Voltage Control based on ISS Neural Certificates
We Developed methods for stabilizing large scale power systems based on Input-to-State Stability (ISS) Lyapunov-based neural certificate, by treating a large system as an interconnection of smaller subsystems. Each ISS Lyapunov function of subsystem could be collected to prove the global stability of power system.

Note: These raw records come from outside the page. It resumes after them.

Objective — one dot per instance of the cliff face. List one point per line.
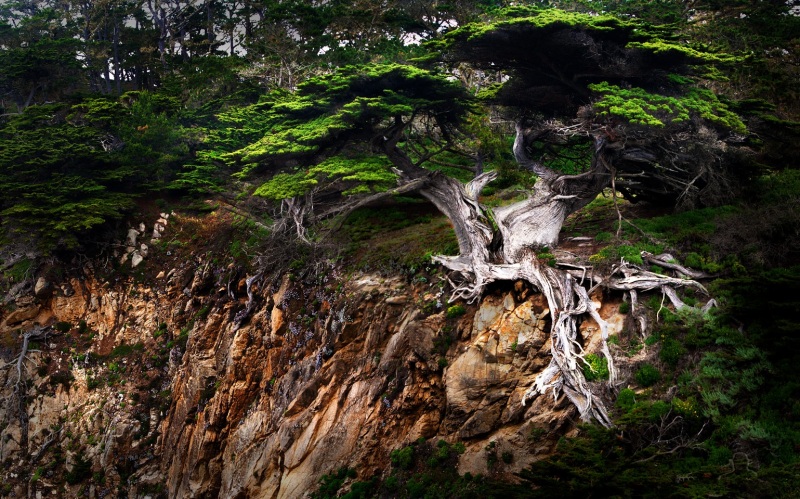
(277, 384)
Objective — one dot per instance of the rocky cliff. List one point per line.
(193, 379)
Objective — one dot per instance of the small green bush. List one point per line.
(603, 237)
(62, 327)
(626, 399)
(595, 368)
(648, 375)
(402, 458)
(456, 311)
(671, 352)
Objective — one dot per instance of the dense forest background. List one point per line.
(272, 108)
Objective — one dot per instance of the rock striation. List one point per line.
(207, 382)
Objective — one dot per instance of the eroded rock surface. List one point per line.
(182, 389)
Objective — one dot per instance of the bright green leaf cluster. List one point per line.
(360, 174)
(638, 106)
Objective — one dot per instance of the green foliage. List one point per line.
(81, 470)
(328, 110)
(54, 182)
(402, 458)
(626, 399)
(362, 174)
(329, 485)
(630, 252)
(671, 352)
(456, 310)
(638, 106)
(595, 367)
(647, 375)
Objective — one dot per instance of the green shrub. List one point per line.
(647, 375)
(81, 470)
(456, 310)
(671, 352)
(626, 399)
(63, 326)
(603, 237)
(595, 368)
(402, 458)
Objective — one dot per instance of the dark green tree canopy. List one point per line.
(351, 109)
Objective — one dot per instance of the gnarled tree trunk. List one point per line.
(523, 229)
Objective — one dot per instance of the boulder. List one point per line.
(42, 288)
(23, 314)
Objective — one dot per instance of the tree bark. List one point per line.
(522, 229)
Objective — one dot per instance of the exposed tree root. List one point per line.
(569, 303)
(20, 390)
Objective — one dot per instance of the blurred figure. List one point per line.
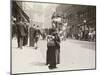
(53, 50)
(32, 35)
(36, 36)
(25, 39)
(20, 33)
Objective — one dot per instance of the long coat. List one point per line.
(53, 52)
(21, 29)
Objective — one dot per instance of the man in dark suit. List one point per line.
(20, 33)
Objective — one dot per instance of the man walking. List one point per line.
(20, 33)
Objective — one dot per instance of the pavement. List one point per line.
(74, 55)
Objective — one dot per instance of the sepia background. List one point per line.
(4, 64)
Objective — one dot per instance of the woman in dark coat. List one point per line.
(53, 50)
(51, 53)
(57, 45)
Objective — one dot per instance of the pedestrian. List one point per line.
(51, 52)
(36, 36)
(20, 33)
(57, 45)
(25, 39)
(32, 35)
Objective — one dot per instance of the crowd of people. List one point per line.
(22, 32)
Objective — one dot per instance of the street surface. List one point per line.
(74, 54)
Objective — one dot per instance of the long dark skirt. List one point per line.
(57, 56)
(51, 55)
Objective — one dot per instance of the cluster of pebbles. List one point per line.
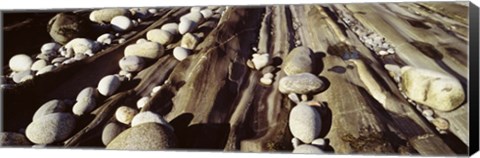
(450, 99)
(370, 39)
(56, 120)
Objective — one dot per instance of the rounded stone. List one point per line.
(82, 45)
(189, 41)
(20, 77)
(112, 130)
(186, 26)
(304, 123)
(108, 85)
(39, 64)
(299, 60)
(434, 89)
(148, 136)
(196, 17)
(125, 114)
(51, 128)
(84, 106)
(13, 139)
(170, 27)
(149, 50)
(131, 63)
(148, 116)
(121, 23)
(52, 106)
(180, 53)
(20, 62)
(50, 48)
(142, 102)
(106, 38)
(160, 36)
(307, 149)
(45, 69)
(207, 13)
(302, 83)
(105, 16)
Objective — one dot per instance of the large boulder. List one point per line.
(299, 60)
(302, 83)
(147, 136)
(434, 89)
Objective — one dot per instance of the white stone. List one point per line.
(142, 102)
(266, 81)
(131, 63)
(108, 85)
(52, 106)
(105, 16)
(260, 60)
(434, 89)
(161, 36)
(189, 41)
(50, 48)
(81, 45)
(307, 149)
(147, 117)
(20, 62)
(85, 94)
(106, 38)
(186, 25)
(84, 106)
(39, 64)
(304, 123)
(121, 23)
(51, 128)
(45, 69)
(125, 114)
(150, 50)
(196, 17)
(207, 13)
(170, 27)
(180, 53)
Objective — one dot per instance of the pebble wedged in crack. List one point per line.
(299, 60)
(434, 89)
(148, 136)
(302, 83)
(51, 128)
(304, 123)
(13, 139)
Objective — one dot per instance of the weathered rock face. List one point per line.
(299, 60)
(304, 123)
(65, 27)
(111, 131)
(104, 16)
(434, 89)
(51, 128)
(307, 149)
(302, 83)
(13, 139)
(150, 50)
(50, 107)
(148, 136)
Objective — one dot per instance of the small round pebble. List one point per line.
(142, 102)
(108, 85)
(125, 114)
(121, 23)
(51, 128)
(131, 63)
(111, 131)
(180, 53)
(20, 62)
(52, 106)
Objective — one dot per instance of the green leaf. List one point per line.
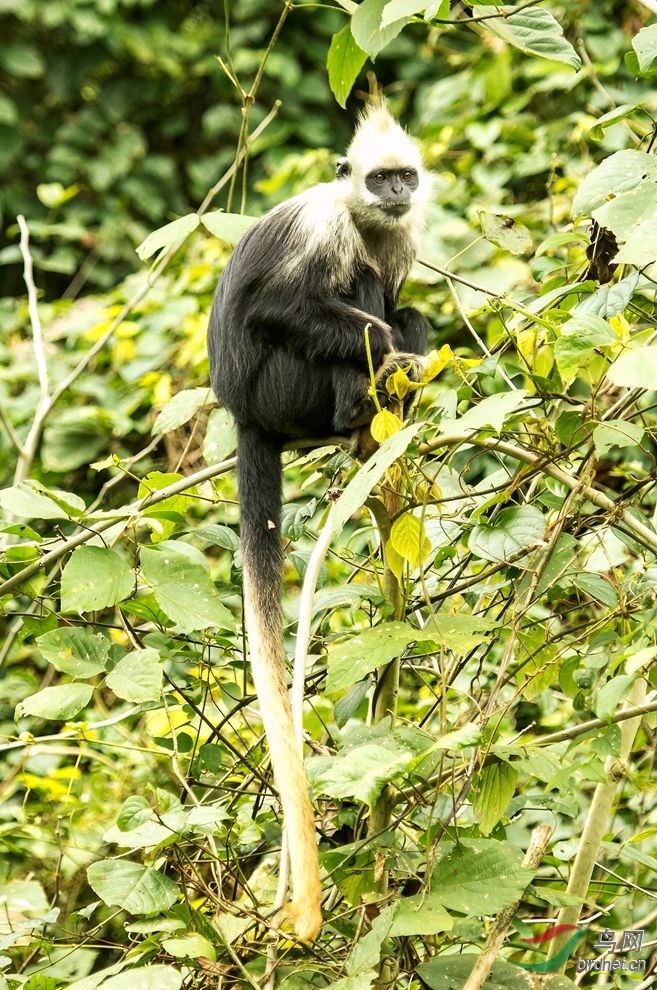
(421, 914)
(366, 27)
(168, 235)
(490, 412)
(24, 61)
(613, 117)
(645, 46)
(230, 227)
(579, 340)
(190, 946)
(458, 632)
(75, 651)
(30, 500)
(630, 216)
(132, 887)
(344, 62)
(369, 474)
(137, 677)
(95, 578)
(395, 9)
(610, 695)
(181, 408)
(156, 977)
(506, 232)
(449, 972)
(597, 587)
(60, 703)
(220, 439)
(535, 31)
(479, 877)
(362, 653)
(616, 433)
(184, 591)
(495, 788)
(617, 174)
(360, 772)
(635, 369)
(513, 530)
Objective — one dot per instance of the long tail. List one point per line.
(259, 477)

We demonstrate NeuralISS using three examples - Power systems, Platoon, and Drone formation control, and show that NeuralISS can find certifiably stable controllers for networks of size up to 100 subsystems. Compared with centralized neural certificate approaches, NeuralISS reaches similar results in small-scale systems, and can generalize to large scale systems that centralized approaches cannot scale up to. Compared with LQR, NeuralISS can deal with strong coupled networked systems like the microgrids, and reaches smaller tracking errors on both small and large scale systems. Compared with RL (PPO, LYPPO, MAPPO), our algorithm achieves similar or smaller tracking errors in small systems, and can hugely reduce the tracking errors in large systems (up to 75%).

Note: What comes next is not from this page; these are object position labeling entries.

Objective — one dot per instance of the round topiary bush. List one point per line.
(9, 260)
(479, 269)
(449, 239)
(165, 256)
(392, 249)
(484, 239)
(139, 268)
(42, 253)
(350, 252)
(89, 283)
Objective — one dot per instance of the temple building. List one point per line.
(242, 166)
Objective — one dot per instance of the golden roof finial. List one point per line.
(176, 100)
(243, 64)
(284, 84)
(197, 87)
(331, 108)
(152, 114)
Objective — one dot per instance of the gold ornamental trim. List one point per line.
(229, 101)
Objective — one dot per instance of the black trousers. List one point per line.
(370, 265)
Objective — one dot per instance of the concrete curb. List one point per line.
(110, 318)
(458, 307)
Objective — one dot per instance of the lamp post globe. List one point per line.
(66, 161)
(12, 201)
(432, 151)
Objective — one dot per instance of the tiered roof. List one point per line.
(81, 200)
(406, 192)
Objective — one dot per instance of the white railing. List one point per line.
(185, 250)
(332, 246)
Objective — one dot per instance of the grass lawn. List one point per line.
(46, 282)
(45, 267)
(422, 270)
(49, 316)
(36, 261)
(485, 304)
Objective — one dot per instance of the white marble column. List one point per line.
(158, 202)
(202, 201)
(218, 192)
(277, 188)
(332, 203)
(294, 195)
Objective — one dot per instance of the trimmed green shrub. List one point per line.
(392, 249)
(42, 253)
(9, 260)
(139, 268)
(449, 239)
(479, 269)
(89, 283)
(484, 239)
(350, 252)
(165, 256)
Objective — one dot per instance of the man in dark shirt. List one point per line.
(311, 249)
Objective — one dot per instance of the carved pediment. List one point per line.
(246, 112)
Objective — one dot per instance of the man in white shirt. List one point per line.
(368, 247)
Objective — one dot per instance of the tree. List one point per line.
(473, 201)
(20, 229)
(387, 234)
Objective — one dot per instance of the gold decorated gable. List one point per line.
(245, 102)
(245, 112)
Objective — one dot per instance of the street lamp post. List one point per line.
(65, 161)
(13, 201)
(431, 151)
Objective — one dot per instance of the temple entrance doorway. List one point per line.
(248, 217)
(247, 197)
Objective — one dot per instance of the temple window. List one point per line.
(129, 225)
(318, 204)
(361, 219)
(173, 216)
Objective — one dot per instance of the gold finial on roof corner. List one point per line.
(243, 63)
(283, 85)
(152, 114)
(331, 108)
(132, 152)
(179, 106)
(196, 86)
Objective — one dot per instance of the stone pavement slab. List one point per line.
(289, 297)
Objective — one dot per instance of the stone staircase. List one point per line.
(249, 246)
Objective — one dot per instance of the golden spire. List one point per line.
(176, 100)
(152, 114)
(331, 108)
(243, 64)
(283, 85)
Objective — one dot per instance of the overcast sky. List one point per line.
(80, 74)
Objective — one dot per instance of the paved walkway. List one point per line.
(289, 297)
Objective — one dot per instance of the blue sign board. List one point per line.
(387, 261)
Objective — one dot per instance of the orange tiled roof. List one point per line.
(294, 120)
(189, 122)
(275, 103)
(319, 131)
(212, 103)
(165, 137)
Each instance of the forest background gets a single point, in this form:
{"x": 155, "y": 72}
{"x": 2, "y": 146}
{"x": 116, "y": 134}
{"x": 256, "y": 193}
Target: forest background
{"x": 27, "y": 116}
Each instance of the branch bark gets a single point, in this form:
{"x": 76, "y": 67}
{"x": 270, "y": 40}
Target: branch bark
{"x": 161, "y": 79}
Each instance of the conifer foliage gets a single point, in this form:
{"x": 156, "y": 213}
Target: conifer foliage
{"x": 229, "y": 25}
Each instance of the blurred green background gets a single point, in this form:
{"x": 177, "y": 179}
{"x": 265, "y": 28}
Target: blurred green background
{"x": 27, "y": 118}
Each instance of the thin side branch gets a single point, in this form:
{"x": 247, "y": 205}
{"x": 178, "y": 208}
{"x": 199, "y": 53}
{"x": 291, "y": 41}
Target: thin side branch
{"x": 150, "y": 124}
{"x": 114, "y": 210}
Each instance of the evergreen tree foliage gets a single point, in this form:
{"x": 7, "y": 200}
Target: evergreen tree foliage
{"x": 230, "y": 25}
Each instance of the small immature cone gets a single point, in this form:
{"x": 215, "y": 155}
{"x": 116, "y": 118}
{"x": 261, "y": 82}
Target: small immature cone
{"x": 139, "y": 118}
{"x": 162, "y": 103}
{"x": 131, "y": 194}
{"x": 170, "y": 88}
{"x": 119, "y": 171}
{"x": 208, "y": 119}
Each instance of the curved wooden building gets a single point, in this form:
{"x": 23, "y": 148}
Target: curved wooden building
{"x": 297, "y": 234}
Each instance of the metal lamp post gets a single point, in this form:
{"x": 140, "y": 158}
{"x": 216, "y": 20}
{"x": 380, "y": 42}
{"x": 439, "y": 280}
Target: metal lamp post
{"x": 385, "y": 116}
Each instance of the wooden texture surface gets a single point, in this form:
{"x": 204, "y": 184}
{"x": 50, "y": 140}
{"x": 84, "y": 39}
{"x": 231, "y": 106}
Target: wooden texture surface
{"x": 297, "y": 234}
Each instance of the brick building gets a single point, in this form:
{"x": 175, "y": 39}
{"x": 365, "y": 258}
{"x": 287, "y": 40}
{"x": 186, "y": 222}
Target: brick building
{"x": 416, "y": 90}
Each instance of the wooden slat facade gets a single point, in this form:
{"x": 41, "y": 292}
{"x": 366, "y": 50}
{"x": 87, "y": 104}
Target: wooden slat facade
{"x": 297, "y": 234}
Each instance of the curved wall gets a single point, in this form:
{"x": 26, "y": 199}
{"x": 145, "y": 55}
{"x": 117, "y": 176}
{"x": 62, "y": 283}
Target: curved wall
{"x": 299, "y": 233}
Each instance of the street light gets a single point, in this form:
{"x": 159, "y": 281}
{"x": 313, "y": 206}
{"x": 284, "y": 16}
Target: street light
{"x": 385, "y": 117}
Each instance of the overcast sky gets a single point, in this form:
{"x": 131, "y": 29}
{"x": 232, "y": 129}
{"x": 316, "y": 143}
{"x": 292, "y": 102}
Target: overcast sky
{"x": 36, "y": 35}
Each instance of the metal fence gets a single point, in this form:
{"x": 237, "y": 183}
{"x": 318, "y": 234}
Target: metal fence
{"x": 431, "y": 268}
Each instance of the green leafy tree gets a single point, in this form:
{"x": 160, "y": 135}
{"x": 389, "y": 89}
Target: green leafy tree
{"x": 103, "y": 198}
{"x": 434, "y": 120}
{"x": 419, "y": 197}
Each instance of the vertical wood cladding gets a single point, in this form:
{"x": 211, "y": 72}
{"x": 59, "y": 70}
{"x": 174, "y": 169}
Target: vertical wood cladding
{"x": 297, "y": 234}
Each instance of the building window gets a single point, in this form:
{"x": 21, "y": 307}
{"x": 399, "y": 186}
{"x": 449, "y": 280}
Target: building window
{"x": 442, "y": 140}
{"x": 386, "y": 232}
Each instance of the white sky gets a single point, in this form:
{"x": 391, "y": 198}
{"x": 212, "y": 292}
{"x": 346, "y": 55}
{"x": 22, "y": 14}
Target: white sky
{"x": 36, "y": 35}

In our experiments, we consider a power distribution system that consists of 8 buses. The buses are arranged in a line, each one is connected to a static generator. The nominal controller is similar to the droop control and is a proportion controller on the voltage deviation, u_i(t) = c_i(v_i(t)-1) (where c_i is a constant). This proportion controller is a standard controller used in practice.